Niesen: Don't mourn the end of Lynx's streak
MINNEAPOLIS – There's no way to call it exciting, no spinning it into a feel-good story. The Lynx lost. They did it on Sunday night in Seattle, 65-62, ending their 10-game winning streak to open 2012.
That's not the story we wanted to hear.
We wanted to hear about 15-0, then 20-0. We wanted to hear that they'd come back from their double-digit deficit (which they almost did). We wanted blowouts and close games, buzzer-beaters and near-perfect shooting.
Everything we wanted was possible, but it all hinged on so much. Too much.
It's not that streaks like the Lynx's are untenable, or even impossible. It's not that they take talent or will greater than what Cheryl Reeve and her team have, not in the least. It's not even about anything a team can plan for or avoid. Streaks this long are left to too many details, to too many things that must go right.
When the Lynx lost, they fell to 10-1 in 2012. That's still the best record in the league by two and a half games, and their streak was the longest to open a season in league history. Going back to last year's regular season, it was a 13-game winning streak, the third-longest such stretch in league history.
What ended in Seattle was significant, both for the precedent it set and the history it signifies. And yet the Lynx didn't seem to take stock in it.
As the wins piled up, the streak became more obvious. There was more need to ask about it, to put it in context, to draw conclusions from it. Yet Reeve and her players continued to downplay their achievements, genuinely and forcefully. They didn't want to be part of that narrative, the complex question of what such streaks mean and how much the past can guarantee the future.
Every WNBA team that's started a season with a six-game or longer winning streak has made the finals that season. The Lynx won 10, and once they entered that six-game threshold, repeating their championship seemed to become a dangerously popular topic. That the previous teams did what they did after their winning streaks is impressive, and it can't bode poorly for the Lynx's chances. That said, there are no guarantees.
Now that the streak is over, those predictive facts remain. They Lynx still hold their place in history, with a run that's better than several champions'. But now the narrative can change. It can move past the beginning of the season, with less of an emphasis on the consecutive and more on the wins themselves.

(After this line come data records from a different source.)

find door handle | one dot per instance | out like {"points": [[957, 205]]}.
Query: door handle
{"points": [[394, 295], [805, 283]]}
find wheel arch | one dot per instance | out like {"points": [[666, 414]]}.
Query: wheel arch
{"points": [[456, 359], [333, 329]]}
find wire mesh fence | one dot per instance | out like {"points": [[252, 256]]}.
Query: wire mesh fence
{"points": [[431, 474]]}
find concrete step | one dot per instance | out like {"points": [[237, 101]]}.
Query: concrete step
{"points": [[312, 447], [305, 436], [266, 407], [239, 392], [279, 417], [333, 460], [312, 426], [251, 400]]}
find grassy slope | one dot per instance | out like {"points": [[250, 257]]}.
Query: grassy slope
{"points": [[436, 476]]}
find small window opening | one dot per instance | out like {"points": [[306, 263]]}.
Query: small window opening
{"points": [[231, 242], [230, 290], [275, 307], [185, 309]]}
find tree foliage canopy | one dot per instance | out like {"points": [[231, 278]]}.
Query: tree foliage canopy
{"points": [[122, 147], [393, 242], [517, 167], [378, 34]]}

Streaks guarantee nothing. That was harder to say just a day ago, but now the pressure is off. The team's attitude is so much easier to understand here, on the other side.
Just look at the teams that have held the longest winning streaks in their respective sports. The Colts won 23 regular season game from Nov. 2, 2008 to December 27, 2009. They won no championship in that time frame, not even in the Super Bowl a month after the streak ended.
The New York Giants baseball team holds the longest MLB streak record, at 26 games, which they won between Sept. 7, 1916 and Sept. 30, 1916. There was no World Series for them that season, and they didn't win the Fall Classic until 1921.
In hockey, the Penguins won 17 straight games from March 9, 1993 to April 15, 1993. They lost in the conference quarterfinals, despite their 84-44 record.
However, in 1971, the Lakers started a 33-game streak on Nov. 5, which didn't end until Jan. 7, 1972. That same year, they won the NBA Championship. And in women's college basketball, Maya Moore's UConn team won 71 regular season games in a row from Feb. 9, 2008 to Dec. 30, 2010 on their way to championships in 2009 and 2010.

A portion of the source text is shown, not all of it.